This piece pushes back on a dangerous idea: turning private AI companies into public property. It argues that handing pieces of these firms to the government risks saddling taxpayers with massive losses while locking the nation into an unsustainable, power-hungry data center model.
Americans should be skeptical when Silicon Valley shows up at the taxpayer trough asking for permanence. The story here is simple: a private, loss-making sector wants public ownership so its risks become someone else’s problem. That is a recipe for moral hazard and permanent government programs that grow and never shrink.
Reports say OpenAI has discussed a plan where tech firms would contribute equity to a sovereign-wealth-style fund so the public would “share in the sector’s soaring valuations.” That sounds noble on the surface, but the math and incentives tell a different story. When losses, liabilities, and ongoing subsidies are bundled with public ownership, the taxpayer ends up guaranteeing what private capital should be forced to price.

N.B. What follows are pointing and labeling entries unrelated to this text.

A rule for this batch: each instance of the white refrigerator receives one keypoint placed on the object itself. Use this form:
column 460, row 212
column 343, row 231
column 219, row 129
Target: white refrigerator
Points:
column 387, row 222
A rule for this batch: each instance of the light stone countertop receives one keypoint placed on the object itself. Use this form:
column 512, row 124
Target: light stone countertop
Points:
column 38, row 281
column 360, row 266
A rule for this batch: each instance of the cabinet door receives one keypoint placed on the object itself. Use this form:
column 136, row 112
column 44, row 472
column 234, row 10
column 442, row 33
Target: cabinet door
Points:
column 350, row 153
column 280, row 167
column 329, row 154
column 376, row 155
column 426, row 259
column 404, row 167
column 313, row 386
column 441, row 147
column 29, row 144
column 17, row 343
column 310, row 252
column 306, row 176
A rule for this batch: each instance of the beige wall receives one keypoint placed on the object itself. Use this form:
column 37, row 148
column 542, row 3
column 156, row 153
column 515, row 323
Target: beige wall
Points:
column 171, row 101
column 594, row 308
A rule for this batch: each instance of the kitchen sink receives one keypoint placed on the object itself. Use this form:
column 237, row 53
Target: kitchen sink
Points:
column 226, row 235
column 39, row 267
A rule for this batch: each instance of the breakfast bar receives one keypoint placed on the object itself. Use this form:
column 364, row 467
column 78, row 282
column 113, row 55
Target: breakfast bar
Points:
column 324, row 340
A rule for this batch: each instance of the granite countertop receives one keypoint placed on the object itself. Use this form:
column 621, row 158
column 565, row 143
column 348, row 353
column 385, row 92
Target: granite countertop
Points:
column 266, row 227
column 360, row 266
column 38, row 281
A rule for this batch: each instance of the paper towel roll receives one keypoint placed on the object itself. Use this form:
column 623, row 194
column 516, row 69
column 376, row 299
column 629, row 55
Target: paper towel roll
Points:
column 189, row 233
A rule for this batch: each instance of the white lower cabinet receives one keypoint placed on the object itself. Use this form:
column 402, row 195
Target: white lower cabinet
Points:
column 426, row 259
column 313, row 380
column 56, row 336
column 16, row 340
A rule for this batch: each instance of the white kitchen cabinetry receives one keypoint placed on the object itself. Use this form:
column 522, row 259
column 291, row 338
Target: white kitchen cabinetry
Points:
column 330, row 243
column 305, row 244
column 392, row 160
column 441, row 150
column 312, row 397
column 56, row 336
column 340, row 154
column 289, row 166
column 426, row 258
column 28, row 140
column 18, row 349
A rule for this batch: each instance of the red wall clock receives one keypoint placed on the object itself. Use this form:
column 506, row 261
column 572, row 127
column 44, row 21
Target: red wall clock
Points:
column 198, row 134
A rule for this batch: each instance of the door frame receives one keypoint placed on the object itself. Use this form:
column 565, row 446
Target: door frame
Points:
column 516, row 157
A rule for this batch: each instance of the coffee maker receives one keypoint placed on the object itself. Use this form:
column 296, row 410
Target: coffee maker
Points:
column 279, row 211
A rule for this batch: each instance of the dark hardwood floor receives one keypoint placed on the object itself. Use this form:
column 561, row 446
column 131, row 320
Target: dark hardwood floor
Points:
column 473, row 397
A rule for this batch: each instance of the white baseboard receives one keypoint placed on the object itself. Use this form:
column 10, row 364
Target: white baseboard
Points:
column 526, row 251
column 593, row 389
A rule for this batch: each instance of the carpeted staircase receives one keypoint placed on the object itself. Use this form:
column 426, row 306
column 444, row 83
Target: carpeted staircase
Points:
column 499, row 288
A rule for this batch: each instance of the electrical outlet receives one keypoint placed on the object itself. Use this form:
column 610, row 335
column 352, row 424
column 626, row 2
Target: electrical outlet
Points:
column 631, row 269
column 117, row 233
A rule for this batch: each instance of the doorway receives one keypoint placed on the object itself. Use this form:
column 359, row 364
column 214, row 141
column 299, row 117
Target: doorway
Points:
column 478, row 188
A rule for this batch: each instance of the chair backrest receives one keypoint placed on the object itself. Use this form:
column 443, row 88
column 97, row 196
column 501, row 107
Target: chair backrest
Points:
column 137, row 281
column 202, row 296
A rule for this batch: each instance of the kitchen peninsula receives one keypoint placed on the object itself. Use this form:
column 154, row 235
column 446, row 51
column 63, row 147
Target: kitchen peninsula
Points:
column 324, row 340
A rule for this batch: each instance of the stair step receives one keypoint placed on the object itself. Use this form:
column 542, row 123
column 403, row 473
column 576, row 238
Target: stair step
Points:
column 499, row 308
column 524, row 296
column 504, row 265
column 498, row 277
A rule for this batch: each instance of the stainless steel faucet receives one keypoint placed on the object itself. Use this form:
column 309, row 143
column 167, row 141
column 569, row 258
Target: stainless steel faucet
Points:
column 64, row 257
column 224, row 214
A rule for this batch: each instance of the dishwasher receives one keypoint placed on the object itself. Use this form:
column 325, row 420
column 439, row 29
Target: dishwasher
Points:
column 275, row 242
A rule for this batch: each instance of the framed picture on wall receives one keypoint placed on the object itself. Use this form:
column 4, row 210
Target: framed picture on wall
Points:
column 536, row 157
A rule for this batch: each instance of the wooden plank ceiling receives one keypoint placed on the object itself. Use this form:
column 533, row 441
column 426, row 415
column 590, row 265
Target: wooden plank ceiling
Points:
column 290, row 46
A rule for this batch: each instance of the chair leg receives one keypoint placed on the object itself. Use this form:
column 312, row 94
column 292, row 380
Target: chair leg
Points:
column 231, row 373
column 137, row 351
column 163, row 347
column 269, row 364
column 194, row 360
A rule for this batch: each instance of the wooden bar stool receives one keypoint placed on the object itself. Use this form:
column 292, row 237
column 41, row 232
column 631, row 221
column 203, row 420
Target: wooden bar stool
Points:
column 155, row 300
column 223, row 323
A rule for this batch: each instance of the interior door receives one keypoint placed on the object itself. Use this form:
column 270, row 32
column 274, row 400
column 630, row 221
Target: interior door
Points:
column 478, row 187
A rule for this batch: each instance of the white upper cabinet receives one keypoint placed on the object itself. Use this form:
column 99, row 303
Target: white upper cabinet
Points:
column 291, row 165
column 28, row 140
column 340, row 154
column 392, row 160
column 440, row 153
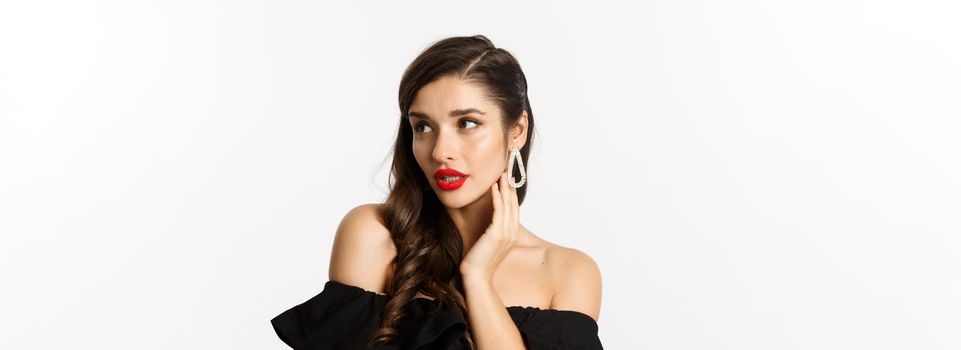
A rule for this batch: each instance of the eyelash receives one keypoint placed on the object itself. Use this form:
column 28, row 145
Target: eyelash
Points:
column 419, row 124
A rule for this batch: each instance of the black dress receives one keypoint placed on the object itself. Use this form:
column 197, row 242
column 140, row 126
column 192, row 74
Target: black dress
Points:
column 343, row 316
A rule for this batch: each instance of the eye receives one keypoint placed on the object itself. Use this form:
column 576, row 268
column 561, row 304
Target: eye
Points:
column 417, row 127
column 470, row 121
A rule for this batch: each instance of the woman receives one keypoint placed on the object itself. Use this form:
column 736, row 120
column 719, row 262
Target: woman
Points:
column 399, row 276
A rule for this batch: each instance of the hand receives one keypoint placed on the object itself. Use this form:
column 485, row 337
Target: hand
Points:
column 499, row 238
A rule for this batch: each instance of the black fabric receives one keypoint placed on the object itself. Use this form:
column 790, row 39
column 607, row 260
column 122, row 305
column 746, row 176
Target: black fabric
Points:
column 344, row 316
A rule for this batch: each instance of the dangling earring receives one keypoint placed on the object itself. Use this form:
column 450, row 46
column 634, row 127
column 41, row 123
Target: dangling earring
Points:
column 510, row 167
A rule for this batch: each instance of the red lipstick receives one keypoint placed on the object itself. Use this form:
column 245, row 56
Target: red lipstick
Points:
column 449, row 184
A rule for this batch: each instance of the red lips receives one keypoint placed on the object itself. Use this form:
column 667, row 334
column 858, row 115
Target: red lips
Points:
column 449, row 185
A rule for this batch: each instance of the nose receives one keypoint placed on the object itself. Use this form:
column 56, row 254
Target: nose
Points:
column 445, row 147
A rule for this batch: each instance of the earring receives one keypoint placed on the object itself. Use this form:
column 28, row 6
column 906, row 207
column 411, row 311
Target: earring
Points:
column 510, row 167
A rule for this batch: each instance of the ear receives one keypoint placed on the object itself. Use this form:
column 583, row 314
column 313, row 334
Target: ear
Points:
column 518, row 132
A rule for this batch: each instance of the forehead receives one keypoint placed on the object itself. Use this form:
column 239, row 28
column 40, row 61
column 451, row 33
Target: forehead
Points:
column 449, row 93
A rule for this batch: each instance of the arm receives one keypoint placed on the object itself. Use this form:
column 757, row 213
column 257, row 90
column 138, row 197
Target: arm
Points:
column 362, row 250
column 491, row 325
column 578, row 285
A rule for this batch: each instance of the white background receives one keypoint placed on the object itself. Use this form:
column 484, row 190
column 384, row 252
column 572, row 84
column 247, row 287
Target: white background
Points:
column 747, row 174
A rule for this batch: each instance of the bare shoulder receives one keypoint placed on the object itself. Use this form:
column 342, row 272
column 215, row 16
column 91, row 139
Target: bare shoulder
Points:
column 362, row 249
column 577, row 280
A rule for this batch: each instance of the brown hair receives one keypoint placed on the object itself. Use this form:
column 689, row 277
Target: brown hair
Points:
column 429, row 246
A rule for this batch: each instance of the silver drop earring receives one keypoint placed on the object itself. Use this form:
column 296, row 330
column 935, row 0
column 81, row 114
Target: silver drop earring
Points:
column 510, row 167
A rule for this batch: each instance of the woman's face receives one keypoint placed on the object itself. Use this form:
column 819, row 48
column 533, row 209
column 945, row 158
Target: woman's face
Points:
column 457, row 127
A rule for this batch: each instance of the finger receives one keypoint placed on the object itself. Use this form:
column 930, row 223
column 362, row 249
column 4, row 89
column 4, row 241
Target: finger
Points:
column 505, row 212
column 510, row 205
column 496, row 199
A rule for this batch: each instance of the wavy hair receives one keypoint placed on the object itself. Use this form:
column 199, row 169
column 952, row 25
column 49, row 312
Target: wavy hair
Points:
column 429, row 246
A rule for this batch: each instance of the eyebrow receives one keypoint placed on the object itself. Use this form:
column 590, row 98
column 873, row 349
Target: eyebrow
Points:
column 452, row 114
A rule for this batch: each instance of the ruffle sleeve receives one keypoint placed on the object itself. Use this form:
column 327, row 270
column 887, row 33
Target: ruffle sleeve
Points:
column 543, row 329
column 344, row 317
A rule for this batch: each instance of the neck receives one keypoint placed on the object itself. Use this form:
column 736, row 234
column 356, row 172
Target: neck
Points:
column 472, row 220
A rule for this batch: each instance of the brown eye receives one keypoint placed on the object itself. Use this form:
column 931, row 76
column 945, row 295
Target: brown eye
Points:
column 470, row 121
column 417, row 127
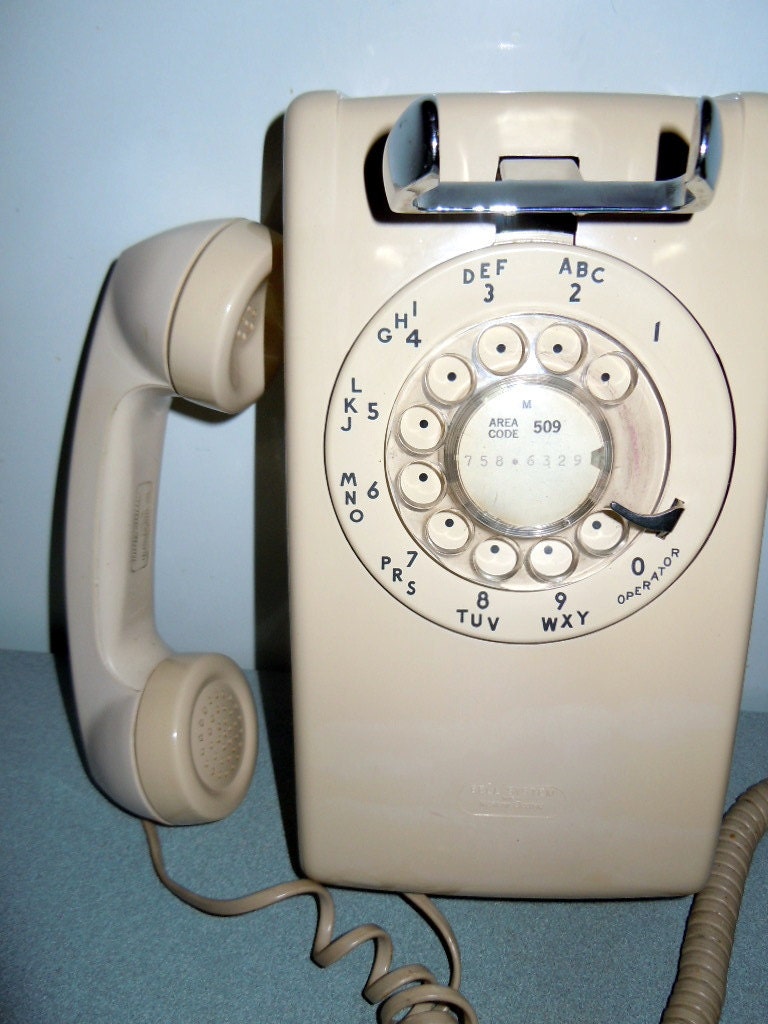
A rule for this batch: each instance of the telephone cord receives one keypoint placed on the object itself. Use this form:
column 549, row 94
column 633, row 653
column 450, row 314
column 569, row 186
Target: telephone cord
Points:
column 403, row 993
column 696, row 997
column 698, row 992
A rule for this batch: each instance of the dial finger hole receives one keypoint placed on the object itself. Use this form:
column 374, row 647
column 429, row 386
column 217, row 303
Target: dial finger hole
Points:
column 560, row 348
column 420, row 485
column 421, row 429
column 501, row 348
column 449, row 379
column 449, row 530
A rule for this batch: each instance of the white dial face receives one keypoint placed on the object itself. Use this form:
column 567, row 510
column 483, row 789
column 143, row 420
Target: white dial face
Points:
column 496, row 454
column 529, row 456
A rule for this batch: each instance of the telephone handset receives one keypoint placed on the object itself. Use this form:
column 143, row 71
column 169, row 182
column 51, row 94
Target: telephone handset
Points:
column 526, row 480
column 168, row 736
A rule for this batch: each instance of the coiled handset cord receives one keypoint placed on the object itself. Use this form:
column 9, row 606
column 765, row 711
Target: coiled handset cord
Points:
column 412, row 991
column 698, row 992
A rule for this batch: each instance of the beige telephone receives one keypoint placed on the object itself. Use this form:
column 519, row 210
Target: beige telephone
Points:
column 527, row 456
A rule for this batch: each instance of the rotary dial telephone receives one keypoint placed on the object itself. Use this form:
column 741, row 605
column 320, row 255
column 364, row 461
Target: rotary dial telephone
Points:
column 526, row 456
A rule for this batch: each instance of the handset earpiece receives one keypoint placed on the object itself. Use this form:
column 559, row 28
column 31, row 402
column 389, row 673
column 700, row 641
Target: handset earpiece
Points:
column 168, row 736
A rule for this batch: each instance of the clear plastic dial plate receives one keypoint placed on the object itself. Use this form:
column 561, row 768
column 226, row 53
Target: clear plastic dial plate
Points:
column 483, row 422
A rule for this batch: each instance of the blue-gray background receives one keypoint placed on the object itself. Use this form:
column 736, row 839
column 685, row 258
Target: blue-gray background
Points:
column 122, row 119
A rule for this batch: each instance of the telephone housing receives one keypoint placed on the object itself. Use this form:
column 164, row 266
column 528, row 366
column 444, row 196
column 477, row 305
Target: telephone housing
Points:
column 521, row 682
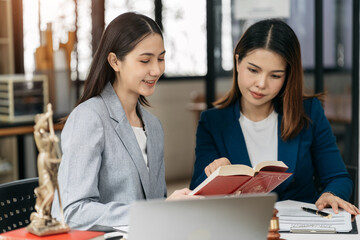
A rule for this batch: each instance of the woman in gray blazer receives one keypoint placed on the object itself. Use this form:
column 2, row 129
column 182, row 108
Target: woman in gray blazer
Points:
column 113, row 149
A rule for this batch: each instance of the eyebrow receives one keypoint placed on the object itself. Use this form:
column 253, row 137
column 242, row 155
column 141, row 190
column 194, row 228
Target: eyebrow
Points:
column 151, row 54
column 260, row 67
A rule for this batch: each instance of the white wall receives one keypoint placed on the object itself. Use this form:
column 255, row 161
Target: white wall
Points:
column 169, row 104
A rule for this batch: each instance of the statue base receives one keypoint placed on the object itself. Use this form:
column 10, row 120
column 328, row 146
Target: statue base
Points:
column 44, row 227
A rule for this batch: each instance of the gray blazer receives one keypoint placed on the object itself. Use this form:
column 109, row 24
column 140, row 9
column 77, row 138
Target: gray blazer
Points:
column 102, row 169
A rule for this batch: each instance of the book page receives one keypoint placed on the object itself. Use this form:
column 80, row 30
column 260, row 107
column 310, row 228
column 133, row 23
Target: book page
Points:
column 275, row 166
column 293, row 219
column 264, row 182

The president reportedly floated the idea that “pieces” of AI companies could be “given to the American public” to soothe concerns over rapid deployment. He even said “the public will become very rich.” Those words deserve scrutiny, not cheerleading. Promises of windfalls rarely survive the spreadsheet, especially when the industry itself says it needs a government safety net.
OpenAI’s executives have been candid about needing a government “backstop,” and the company asked for “grants, cost-sharing agreements, loans, or loan guarantees” to scale. Asking for taxpayer-funded guarantees under the banner of competing with China is clever politics, but it is not sound economics. The state cannot fix a business model that depends on never-ending capital infusions and resource-intensive infrastructure.
Generative AI demands absurd amounts of compute, power, and space, and that expense doesn’t vanish if the public holds equity. Tokens and GPU time cost real money, and firms are already seeing those costs explode. When firms push employees into paid AI platforms, the token bill can outpace salary costs, and even big companies have ordered engineers to stop using tools because the cost-to-utility ratio fails basic common-sense accounting.
There is a better technical path that the current build-out ignores: localized edge computing with low latency and far less dependence on hyperscale data centers. Instead the industry pours concrete, grabs land, and burns capital on facilities that may not leave durable public value. Unlike railroads or broadband, many of these installations will depreciate quickly and provide little long-term public benefit.
Investors and developers are racing to list these companies publicly and shove them into indexes so trillions in pension money flows their way. That converts private risk into systemic risk. Once pensions and government programs are tied to a fragile, resource-hungry industry, every bailout, subsidy, and regulation will be framed as protecting ordinary Americans, when in truth it’s protecting insiders.
Some of these players are even seeking special favors like federal land to lower costs and speed build-outs. When capital structures depend on taxpayer concessions and loan guarantees, the project is not a market success story, it is a campaign to socialize losses. We learned similar lessons from green-energy mandates: if the only way to profit is through government favors, the product should face harsher scrutiny, not more subsidies.
There is a clear conservative case against turning AI into a public program. Let markets sort winners and losers, insist on transparency in how taxpayer funds are proposed to be used, and protect pensioners from speculative bets. Public skepticism, not equity in risky startups, is the proper default when private models depend on public rescue.
If AI firms are viable, they should build profitable businesses without asking taxpayers to underwrite land, power, or losses. If they are not viable, the right answer is not to make them permanent government projects. Handing over ownership or guarantees swaps innovation for dependency, and that will be the real legacy if this plan proceeds.
Americans should demand a different path: technological leadership rooted in competition, accountability, and prudent stewardship of public resources. The stakes are too high to accept a quiet deal that turns venture risk into permanent taxpayer liability.